What to Expect: You will be given specific preparation instructions prior to your CT scan, depending on the nature of your scan.
You will receive an injection of a contrast agent prior to your CT scan through an IV in your arm. You will be resting on a sliding table which will move through the CT machine’s rotating tube that captures the images. You will be alone in the room, however, the technologist will be speaking to you through the exam and you will be able to speak to him/her. The CT scan itself is very fast. You will be asked to hold your breath during the scanning for a brief moment of time.
After the Exam: There are no side effects to the CT and you can return to work or normal activity immediately.
MRI uses a magnetic field and radio waves to evaluate for musculoskeletal conditions or injuries such as abnormalities of the spinal discs or joints, and sports and work-related injuries caused by repetitive strain, impact or vibration. MRI is a great option if the cause of pain is a suspected soft-tissue problem like damage of a ligament or tendon inside the knee joint or a tumor involving soft tissues around the joints and extremities.
What to expect: If there are any specific instructions for preparation for your MRI, EPIC Imaging will provide you with that information at the time of scheduling.
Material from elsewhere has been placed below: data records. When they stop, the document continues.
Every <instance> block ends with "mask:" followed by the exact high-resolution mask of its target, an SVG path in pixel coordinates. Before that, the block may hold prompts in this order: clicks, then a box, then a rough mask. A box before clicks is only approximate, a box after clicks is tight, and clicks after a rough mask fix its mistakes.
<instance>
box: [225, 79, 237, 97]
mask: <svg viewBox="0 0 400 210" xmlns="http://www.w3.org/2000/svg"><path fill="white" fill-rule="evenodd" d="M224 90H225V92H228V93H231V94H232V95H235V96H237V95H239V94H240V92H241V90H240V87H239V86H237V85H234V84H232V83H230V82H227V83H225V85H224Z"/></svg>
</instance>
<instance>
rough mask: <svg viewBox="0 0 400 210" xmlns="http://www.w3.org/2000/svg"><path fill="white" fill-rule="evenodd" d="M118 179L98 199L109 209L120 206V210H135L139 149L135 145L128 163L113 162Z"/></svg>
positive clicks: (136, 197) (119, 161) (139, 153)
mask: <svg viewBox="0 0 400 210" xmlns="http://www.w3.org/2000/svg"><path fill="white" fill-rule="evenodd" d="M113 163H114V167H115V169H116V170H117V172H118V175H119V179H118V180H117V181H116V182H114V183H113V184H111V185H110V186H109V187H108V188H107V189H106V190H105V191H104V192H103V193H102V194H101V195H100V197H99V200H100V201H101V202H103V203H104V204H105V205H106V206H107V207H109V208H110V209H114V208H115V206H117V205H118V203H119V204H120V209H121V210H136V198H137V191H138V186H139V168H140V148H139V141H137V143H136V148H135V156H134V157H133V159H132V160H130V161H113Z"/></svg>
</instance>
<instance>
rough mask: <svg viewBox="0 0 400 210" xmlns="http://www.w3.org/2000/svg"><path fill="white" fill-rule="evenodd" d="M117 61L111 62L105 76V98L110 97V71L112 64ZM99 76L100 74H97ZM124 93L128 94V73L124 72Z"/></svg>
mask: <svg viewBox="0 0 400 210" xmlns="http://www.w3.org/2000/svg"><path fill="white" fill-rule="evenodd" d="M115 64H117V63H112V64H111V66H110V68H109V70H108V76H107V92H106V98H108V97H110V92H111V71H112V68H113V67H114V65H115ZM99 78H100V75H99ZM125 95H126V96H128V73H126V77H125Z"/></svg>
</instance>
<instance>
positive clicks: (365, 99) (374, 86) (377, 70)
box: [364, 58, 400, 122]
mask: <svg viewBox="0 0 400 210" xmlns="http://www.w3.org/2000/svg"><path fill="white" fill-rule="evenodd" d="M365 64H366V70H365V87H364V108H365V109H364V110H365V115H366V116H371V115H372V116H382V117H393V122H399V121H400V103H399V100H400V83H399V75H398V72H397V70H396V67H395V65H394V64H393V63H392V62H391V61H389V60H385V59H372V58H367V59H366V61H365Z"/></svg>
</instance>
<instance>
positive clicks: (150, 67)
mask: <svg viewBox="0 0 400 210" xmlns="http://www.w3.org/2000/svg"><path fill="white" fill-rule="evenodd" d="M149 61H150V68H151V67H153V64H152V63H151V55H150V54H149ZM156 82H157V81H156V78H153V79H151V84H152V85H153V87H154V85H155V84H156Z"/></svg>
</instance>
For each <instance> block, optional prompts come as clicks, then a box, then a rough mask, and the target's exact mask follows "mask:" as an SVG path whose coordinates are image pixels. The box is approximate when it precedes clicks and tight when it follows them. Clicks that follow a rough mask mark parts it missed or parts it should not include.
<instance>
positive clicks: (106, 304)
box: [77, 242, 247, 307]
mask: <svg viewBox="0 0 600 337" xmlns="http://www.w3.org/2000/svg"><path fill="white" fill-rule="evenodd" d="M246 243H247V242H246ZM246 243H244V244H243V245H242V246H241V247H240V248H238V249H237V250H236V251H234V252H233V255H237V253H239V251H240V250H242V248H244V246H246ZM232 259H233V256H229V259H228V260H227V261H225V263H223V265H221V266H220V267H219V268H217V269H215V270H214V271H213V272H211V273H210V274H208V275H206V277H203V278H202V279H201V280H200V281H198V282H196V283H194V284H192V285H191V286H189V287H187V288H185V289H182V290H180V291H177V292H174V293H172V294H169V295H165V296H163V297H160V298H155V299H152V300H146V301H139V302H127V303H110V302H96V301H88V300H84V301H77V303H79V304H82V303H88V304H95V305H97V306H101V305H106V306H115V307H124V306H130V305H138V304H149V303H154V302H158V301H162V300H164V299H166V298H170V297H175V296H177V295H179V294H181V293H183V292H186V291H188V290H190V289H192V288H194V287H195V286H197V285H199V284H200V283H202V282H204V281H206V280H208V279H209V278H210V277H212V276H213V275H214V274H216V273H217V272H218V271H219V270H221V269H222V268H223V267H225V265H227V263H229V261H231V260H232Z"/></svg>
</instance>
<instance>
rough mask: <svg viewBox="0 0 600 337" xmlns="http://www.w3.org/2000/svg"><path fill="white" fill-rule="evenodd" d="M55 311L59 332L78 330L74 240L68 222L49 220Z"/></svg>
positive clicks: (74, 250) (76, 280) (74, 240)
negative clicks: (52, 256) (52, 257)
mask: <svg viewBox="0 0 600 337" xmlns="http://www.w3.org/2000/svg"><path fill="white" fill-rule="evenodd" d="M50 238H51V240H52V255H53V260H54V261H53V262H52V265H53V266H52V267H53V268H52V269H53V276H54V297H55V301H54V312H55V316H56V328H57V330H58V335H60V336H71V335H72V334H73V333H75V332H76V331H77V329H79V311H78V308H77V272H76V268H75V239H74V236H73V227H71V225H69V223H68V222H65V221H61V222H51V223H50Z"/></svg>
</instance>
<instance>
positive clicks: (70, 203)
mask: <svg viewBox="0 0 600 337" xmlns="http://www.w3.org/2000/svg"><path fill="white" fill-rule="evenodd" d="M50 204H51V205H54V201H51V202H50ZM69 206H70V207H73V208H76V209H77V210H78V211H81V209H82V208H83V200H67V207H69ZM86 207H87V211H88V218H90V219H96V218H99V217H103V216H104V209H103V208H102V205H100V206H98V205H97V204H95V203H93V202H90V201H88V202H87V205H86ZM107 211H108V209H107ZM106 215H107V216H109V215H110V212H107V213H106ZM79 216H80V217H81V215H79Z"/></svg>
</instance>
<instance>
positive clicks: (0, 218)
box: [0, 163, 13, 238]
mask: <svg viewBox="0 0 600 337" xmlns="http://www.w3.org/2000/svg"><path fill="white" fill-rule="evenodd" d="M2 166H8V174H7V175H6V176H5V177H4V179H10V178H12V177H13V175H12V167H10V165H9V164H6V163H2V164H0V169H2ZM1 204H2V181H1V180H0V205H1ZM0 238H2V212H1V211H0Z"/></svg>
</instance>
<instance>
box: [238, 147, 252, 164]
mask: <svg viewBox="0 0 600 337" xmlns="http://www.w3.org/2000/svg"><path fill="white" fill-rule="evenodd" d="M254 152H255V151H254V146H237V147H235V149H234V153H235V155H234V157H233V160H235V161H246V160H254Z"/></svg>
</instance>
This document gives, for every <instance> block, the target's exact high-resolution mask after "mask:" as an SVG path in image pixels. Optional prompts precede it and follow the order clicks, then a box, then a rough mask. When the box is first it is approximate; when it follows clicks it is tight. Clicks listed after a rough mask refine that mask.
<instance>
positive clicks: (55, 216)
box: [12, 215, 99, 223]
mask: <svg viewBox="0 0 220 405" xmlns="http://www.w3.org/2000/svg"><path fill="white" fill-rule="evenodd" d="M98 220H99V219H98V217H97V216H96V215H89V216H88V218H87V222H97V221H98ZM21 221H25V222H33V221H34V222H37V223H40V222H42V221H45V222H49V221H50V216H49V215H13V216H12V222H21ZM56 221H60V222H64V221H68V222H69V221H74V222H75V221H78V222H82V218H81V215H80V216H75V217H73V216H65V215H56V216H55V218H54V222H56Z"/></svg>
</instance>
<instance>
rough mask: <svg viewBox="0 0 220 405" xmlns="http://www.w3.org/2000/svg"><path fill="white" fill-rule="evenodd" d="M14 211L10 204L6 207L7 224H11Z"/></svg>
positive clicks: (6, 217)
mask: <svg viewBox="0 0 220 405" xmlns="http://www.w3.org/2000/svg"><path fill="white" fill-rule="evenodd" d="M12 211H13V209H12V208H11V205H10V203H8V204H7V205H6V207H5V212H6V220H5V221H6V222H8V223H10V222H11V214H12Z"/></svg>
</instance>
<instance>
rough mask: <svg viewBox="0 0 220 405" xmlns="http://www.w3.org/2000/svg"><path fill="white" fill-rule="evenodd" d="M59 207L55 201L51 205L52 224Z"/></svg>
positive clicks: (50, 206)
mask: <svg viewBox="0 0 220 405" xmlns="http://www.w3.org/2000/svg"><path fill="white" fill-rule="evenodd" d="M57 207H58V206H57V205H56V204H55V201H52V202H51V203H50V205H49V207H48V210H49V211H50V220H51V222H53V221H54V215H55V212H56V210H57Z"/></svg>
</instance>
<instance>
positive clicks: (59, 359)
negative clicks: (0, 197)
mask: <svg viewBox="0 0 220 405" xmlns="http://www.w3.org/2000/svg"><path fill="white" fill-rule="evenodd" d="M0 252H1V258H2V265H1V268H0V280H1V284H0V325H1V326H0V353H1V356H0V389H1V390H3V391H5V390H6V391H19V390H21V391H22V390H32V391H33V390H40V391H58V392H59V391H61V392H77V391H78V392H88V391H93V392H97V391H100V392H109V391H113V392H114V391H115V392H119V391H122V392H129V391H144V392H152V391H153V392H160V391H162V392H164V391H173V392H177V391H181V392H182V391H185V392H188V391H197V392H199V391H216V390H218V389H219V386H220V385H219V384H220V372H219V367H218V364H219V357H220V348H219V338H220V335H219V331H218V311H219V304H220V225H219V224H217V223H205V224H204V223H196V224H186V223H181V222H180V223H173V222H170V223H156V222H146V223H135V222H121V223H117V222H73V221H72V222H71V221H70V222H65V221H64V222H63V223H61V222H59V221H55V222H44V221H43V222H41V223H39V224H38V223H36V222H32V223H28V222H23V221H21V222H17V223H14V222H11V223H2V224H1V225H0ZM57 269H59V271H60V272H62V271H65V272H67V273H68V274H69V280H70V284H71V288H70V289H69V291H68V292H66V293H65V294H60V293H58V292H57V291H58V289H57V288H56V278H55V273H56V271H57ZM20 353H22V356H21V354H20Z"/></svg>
If you have any implanted medical devices, such as a pacemaker, artificial joint, defibrillator or drug port, you may not be able to have an MRI and your clinicians will discuss with you an alternative exam.
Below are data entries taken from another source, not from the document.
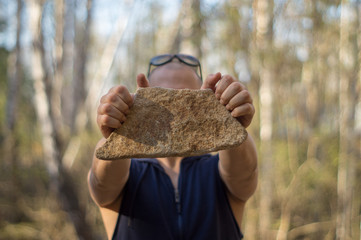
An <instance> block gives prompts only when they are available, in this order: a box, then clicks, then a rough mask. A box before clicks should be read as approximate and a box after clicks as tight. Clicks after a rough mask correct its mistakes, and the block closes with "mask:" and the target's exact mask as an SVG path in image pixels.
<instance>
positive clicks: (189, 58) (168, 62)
mask: <svg viewBox="0 0 361 240" xmlns="http://www.w3.org/2000/svg"><path fill="white" fill-rule="evenodd" d="M175 58H176V59H178V61H179V62H181V63H184V64H186V65H188V66H190V67H193V68H194V70H195V72H196V73H197V75H198V77H199V78H200V79H201V80H202V68H201V63H200V62H199V60H198V59H197V58H195V57H193V56H191V55H186V54H163V55H158V56H155V57H153V58H152V59H150V62H149V68H148V78H149V76H150V74H151V73H152V71H153V70H154V69H152V66H154V67H159V66H162V65H165V64H167V63H170V62H172V61H173V60H174V59H175Z"/></svg>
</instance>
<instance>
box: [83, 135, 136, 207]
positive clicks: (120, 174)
mask: <svg viewBox="0 0 361 240" xmlns="http://www.w3.org/2000/svg"><path fill="white" fill-rule="evenodd" d="M104 142H105V139H104V138H103V139H101V140H100V141H99V142H98V144H97V147H96V148H98V147H100V146H101V145H102V144H103V143H104ZM129 167H130V159H120V160H113V161H107V160H100V159H98V158H96V157H95V155H94V158H93V163H92V167H91V169H90V171H89V174H88V183H89V191H90V193H91V195H92V197H93V199H94V201H95V202H96V203H97V204H98V205H99V206H100V207H108V208H112V203H114V202H115V201H116V200H117V199H118V198H119V197H121V193H122V190H123V188H124V186H125V184H126V182H127V180H128V176H129ZM113 210H115V211H116V210H117V209H113Z"/></svg>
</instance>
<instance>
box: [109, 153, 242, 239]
mask: <svg viewBox="0 0 361 240" xmlns="http://www.w3.org/2000/svg"><path fill="white" fill-rule="evenodd" d="M218 161H219V157H218V155H214V156H212V155H209V154H208V155H203V156H197V157H187V158H184V159H183V160H182V162H181V167H180V174H179V180H178V181H179V182H178V189H174V187H173V185H172V182H171V180H170V178H169V176H168V175H167V174H166V173H165V171H164V169H163V167H162V166H161V165H160V164H159V163H158V161H157V160H156V159H132V160H131V166H130V172H129V179H128V182H127V184H126V186H125V188H124V197H123V200H122V204H121V207H120V210H119V217H118V221H117V225H116V228H115V231H114V234H113V240H119V239H127V240H133V239H136V240H152V239H154V240H162V239H166V240H178V239H179V240H182V239H184V240H188V239H194V240H202V239H207V240H208V239H219V240H225V239H227V240H233V239H237V240H238V239H242V238H243V235H242V233H241V232H240V229H239V227H238V224H237V222H236V220H235V218H234V216H233V213H232V210H231V207H230V204H229V201H228V197H227V193H226V187H225V185H224V183H223V181H222V180H221V177H220V175H219V171H218Z"/></svg>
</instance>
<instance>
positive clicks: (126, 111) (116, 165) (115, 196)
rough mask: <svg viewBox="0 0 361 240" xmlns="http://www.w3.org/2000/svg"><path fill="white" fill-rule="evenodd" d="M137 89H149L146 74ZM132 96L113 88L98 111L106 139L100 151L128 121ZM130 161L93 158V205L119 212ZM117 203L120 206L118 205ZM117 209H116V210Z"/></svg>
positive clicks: (140, 75) (90, 175)
mask: <svg viewBox="0 0 361 240" xmlns="http://www.w3.org/2000/svg"><path fill="white" fill-rule="evenodd" d="M137 83H138V87H148V86H149V84H148V81H147V80H146V78H145V76H144V74H139V75H138V76H137ZM133 101H134V100H133V96H132V95H131V94H130V93H129V91H128V89H127V88H126V87H125V86H122V85H119V86H116V87H113V88H111V89H110V90H109V92H108V93H107V94H106V95H104V96H103V97H102V98H101V100H100V105H99V107H98V111H97V123H98V126H99V129H100V131H101V133H102V135H103V136H104V138H102V139H101V140H100V141H99V142H98V144H97V146H96V148H99V147H100V146H101V145H102V144H103V143H104V142H105V138H107V137H109V135H110V134H111V133H112V131H113V130H114V129H116V128H119V127H120V126H121V124H122V123H123V122H124V121H126V116H127V114H128V113H129V110H130V108H131V106H132V105H133ZM129 168H130V159H121V160H112V161H109V160H100V159H98V158H96V157H95V155H94V157H93V163H92V167H91V169H90V171H89V174H88V185H89V191H90V193H91V195H92V197H93V199H94V201H95V202H96V203H97V204H98V205H99V206H100V207H103V208H109V209H112V210H114V211H118V206H117V205H119V204H120V202H121V193H122V191H123V188H124V186H125V184H126V182H127V180H128V176H129ZM114 202H118V204H115V206H114V204H113V203H114ZM113 208H115V209H113Z"/></svg>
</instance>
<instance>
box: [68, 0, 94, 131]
mask: <svg viewBox="0 0 361 240" xmlns="http://www.w3.org/2000/svg"><path fill="white" fill-rule="evenodd" d="M92 18H93V17H92V0H87V19H86V22H85V28H84V31H78V32H80V34H79V35H80V36H77V38H76V41H75V45H76V49H77V54H76V59H77V60H76V61H74V79H73V108H72V117H71V119H72V121H71V132H72V134H74V133H76V132H77V129H76V127H77V126H76V124H75V120H76V116H77V114H78V112H79V108H80V107H81V106H83V105H84V100H85V98H86V90H85V87H86V86H85V85H86V66H87V63H88V61H87V60H88V48H89V40H90V27H91V23H92Z"/></svg>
Prior to your MRI, you may receive an injection of a contrast agent through an IV line in your arm to enhance the appearance of tissues or blood vessels in the images. During the MRI you will be alone in the room, however, the technologist will be monitoring you from another room close by and will be able to speak to you and hear you through a microphone. You may hear loud tapping noises coming from the machine; however, MRI is completely painless and does not use radiation. The MRI should last 30-60 minutes.
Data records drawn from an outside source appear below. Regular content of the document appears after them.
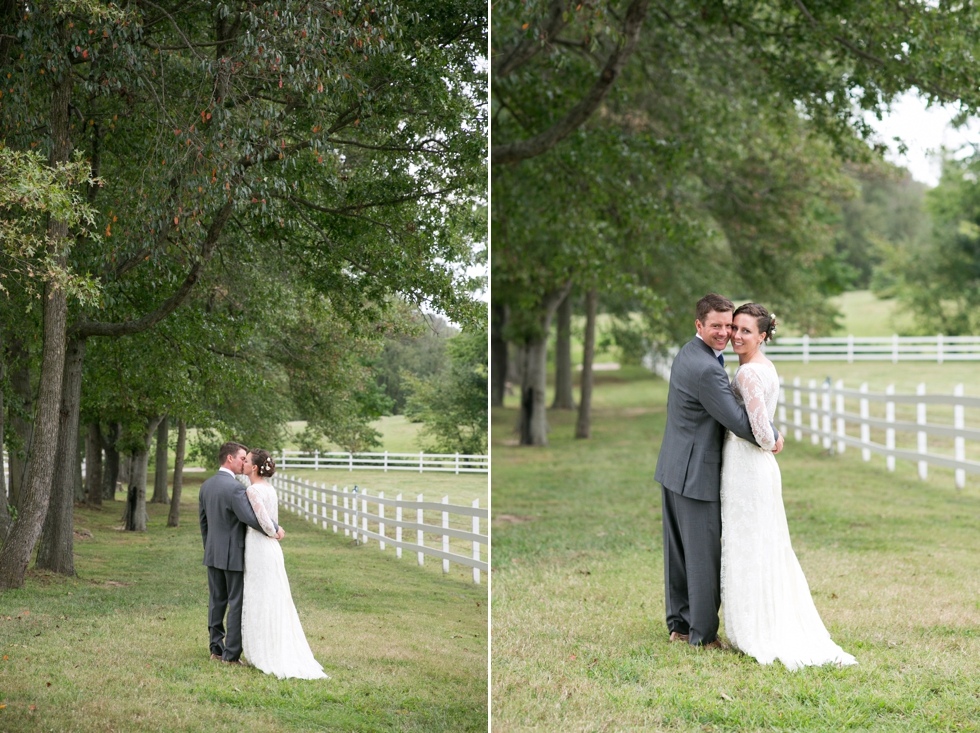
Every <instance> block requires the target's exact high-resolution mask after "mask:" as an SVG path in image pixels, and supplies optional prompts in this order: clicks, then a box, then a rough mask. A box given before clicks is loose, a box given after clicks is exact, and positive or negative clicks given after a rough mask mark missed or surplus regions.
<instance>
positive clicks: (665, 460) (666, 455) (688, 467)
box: [654, 338, 778, 501]
mask: <svg viewBox="0 0 980 733" xmlns="http://www.w3.org/2000/svg"><path fill="white" fill-rule="evenodd" d="M726 428H727V429H728V430H731V431H732V432H733V433H735V435H737V436H739V437H740V438H745V440H748V441H750V442H752V443H755V444H756V445H758V443H757V442H756V439H755V437H754V436H753V435H752V427H751V426H750V425H749V418H748V415H746V413H745V409H744V408H743V407H742V406H741V405H739V404H738V402H737V401H736V400H735V394H734V393H733V392H732V388H731V383H730V382H729V381H728V374H727V373H726V372H725V369H724V367H722V365H721V364H719V363H718V359H717V358H715V354H714V351H712V350H711V347H710V346H708V345H707V344H706V343H705V342H704V341H702V340H701V339H699V338H693V339H691V340H690V341H689V342H688V343H687V344H685V345H684V347H683V348H682V349H681V350H680V352H678V354H677V356H676V357H675V358H674V363H673V365H672V366H671V368H670V390H669V391H668V393H667V428H666V429H665V430H664V440H663V444H662V445H661V446H660V455H659V456H658V457H657V471H656V473H655V474H654V478H655V479H656V480H657V481H659V482H660V483H661V484H663V486H664V488H665V489H668V490H670V491H673V492H674V493H677V494H680V495H681V496H686V497H688V498H690V499H699V500H701V501H719V499H720V496H719V491H720V489H721V448H722V443H723V441H724V439H725V429H726ZM773 432H775V428H773ZM776 435H777V437H778V433H776Z"/></svg>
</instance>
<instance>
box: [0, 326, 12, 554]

After your exam: You should be able to return to work or your normal activities right after your MRI.
A Bone Mineral Density scan (BMD) is the most accurate way to measure bone density and determine a patient’s risk for osteoporosis. It is also called a DEXA scan. Osteoporosis is a very serious disease in which bones become so weak they can break with a simple bump or fall. This simple, painless procedure is our best tool for early diagnosis and treatment.
BMD/DEXA Scan preparation and what to expect: Because this exam is so simple, you will not need to prepare ahead of time. While lying down, a camera will be moved above you and x-ray images will be taken of the hip and lower spine where fractures are most likely to occur. The amount of x-ray dose is very small, equal to about 10% of that received from a chest x-ray. The entire exam will take only 10-20 minutes.
After the exam: There are no side effects to the exam and you may return to work or normal activity immediately.